Le letture della Solennità dell’Ascensione del Signore sono disponibili al seguente link, cliccando qui.
Riflessione
Nell’attesa che la Pasqua trovi spazio per compiersi nei loro cuori accogliendo lo Spirito di Gesù, i discepoli sono ancora lì, bloccati dentro il Cenacolo. Da un punto di vista soltanto terreno, il quadro della situazione è desolante: parla di un fallimento e di una sconfitta.
Anche oggi a noi come allora ai discepoli, sembra che siano le logiche di questo mondo a trionfare: vincono sempre i violenti, gli arroganti, gli arrivisti; il successo si costruisce sul disprezzo degli altri e sulla loro disperazione; l’umanità sembra prigioniera di mentalità perverse e assurde.
Così diventiamo anche noi tristi e sgomenti: il nostro sguardo si abbassa; ci sentiamo come imprigionati, senza via di uscita; la nostra vita si trasforma in una lamentela che rinuncia a guardare oltre il presente; finiamo per leggere la vita umana come un’esistenza senza sbocchi; ci ritroviamo tra quelli che non hanno speranza e hanno come unica prospettiva la fine di ogni cosa.

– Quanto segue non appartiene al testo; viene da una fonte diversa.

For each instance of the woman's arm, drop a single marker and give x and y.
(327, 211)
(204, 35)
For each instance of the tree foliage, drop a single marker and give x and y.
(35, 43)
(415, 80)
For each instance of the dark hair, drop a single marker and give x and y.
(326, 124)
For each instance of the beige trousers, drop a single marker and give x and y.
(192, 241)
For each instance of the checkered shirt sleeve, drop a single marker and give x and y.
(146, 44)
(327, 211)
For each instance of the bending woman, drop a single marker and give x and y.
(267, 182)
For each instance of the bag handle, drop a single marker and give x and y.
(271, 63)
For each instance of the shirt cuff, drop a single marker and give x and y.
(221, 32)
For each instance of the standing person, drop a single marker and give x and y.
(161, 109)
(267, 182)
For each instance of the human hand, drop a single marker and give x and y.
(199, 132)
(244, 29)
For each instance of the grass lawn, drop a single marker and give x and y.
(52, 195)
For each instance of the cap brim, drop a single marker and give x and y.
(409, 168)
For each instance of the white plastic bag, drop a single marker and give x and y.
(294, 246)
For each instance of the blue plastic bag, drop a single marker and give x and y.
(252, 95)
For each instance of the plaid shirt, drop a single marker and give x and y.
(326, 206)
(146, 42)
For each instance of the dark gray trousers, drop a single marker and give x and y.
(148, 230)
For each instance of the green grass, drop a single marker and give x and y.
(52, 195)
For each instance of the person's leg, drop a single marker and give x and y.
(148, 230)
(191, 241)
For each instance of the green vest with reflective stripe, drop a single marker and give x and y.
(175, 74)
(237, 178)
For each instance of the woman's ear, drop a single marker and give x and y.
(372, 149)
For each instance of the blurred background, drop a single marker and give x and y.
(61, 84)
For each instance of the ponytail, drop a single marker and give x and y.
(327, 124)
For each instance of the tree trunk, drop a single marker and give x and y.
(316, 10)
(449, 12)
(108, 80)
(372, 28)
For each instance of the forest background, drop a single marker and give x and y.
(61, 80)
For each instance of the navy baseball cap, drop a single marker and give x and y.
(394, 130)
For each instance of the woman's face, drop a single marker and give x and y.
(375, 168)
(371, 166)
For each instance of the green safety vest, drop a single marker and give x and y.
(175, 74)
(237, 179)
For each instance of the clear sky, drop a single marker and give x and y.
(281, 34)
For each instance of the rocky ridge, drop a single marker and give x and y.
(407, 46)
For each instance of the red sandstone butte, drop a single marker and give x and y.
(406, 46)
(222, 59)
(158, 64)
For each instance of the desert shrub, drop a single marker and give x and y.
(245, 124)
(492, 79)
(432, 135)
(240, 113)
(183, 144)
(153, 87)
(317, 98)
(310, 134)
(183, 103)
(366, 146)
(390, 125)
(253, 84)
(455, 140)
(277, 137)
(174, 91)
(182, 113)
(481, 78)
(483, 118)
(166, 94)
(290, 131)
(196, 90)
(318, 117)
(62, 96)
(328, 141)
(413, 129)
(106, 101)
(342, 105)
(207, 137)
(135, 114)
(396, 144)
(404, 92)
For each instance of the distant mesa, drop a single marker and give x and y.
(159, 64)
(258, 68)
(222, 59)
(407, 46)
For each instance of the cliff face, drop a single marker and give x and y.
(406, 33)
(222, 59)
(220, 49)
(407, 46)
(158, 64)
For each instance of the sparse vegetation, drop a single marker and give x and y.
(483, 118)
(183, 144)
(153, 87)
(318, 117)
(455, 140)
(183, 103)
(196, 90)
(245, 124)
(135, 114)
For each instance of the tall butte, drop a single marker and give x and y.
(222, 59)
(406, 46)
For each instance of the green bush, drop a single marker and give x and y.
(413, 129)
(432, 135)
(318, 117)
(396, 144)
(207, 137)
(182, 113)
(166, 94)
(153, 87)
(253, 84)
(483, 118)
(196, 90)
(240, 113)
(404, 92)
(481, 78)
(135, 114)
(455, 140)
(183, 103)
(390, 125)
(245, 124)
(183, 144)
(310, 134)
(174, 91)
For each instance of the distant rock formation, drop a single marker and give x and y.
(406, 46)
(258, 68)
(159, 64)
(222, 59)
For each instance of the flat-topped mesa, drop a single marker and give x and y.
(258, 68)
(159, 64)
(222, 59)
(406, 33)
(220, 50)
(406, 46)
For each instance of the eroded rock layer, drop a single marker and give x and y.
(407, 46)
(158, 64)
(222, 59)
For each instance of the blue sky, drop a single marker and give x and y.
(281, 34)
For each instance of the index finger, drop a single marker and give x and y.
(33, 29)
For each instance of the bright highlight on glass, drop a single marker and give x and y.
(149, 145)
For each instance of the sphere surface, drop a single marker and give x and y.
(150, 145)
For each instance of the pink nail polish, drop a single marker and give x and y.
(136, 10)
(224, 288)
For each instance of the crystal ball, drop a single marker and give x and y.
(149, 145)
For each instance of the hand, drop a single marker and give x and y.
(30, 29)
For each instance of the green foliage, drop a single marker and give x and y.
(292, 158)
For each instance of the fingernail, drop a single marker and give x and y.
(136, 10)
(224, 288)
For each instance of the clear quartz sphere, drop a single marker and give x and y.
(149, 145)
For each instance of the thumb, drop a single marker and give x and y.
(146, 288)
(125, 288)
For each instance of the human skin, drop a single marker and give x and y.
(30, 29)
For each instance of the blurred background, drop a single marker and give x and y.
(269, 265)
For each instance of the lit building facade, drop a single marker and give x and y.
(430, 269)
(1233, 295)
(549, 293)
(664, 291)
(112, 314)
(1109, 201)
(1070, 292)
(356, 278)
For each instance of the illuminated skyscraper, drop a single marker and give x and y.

“Così sta scritto” (vangelo)
Siamo alla fine del Vangelo di Luca; Gesù invita i suoi discepoli ad alzare lo sguardo. Assistiamo a una specie di alfabetizzazione: Gesù insegna ai discepoli a leggere la sua e la nostra vicenda umana alla luce della sua Parola; a ricomporre i frammenti dell’esistenza, come trasformando lettere singole in frasi che parlano dell’amore di Dio per noi.
“Si prostrarono davanti a lui” (vangelo)
Il Vangelo che abbiamo ascoltato è molto simile alla Liturgia che celebriamo ogni domenica per riscoprire e rafforzare questo modo nuovo di guardare alla vita: quello della fede.
Inizia con l’ascolto della Parola: parole che nutrono la nostra fede e cambiano la prospettiva sulla nostra vita; ci ricordano che Dio ci ama, anche quando ci sentiamo soli e abbandonati da Lui.
Continua con l’invocazione dello Spirito Santo e della sua forza vitale: come ha mantenuto la promessa di mandare il Figlio, così ora Dio porta a compimento la promessa di inviare lo Spirito Santo. Avviene questo anche quando invochiamo lo Spirito perché trasformi il pane e il vino nel Corpo e nel Sangue di Gesù.
“Di questo voi siete testimoni” (vangelo)
Lo Spirito Santo ci è donato per trasformarci in testimoni: da soli non ne saremmo capaci. Siamo chiamati a testimoniare prima di tutto e fondamentalmente attraverso le relazioni che viviamo tra di noi: non possiamo testimoniare Dio che è comunione, se tra noi regna la divisione; non possiamo testimoniare Dio che è perdono, se siamo guidati dal rancore e dall’intolleranza.
“Poi li condusse fuori” (vangelo)
Il verbo “educare” significa proprio questo: “condurre fuori”, trasmettendo il desiderio e la volontà di “stare a contatto” con lo smarrimento, di confrontarci con quello che ci sgomenta; traghettare oltre la paura. Talvolta ho la sensazione che abbiamo perso la capacità di educare; oppure che ci rinunciamo per stanchezza o per sfiducia.
“Alzate le mani, li benedisse” (vangelo)
Questo della benedizione è l’ultimo gesto della vita condivisa dal Figlio di Dio con la nostra umanità: un gesto di affetto, nonostante le nostre ambiguità e i nostri fallimenti. Dobbiamo accogliere questa benedizione, perché entri in noi e plasmi la nostra vita, come ha trasformato la vita dei discepoli: “tornarono a Gerusalemme con grande gioia e stavano sempre nel tempio, lodando Dio”.
Con il Natale Dio, nel suo amore, si è abbassato fino ad assumere la nostra condizione umana; con l’Ascensione Dio ci chiama ad allungare lo sguardo verso una meta che è al di là della nostra condizione umana.
“Concedi che i nostri cuori dimorino nei cieli, dove noi crediamo che è asceso il tuo Unigenito, nostro redentore” (colletta).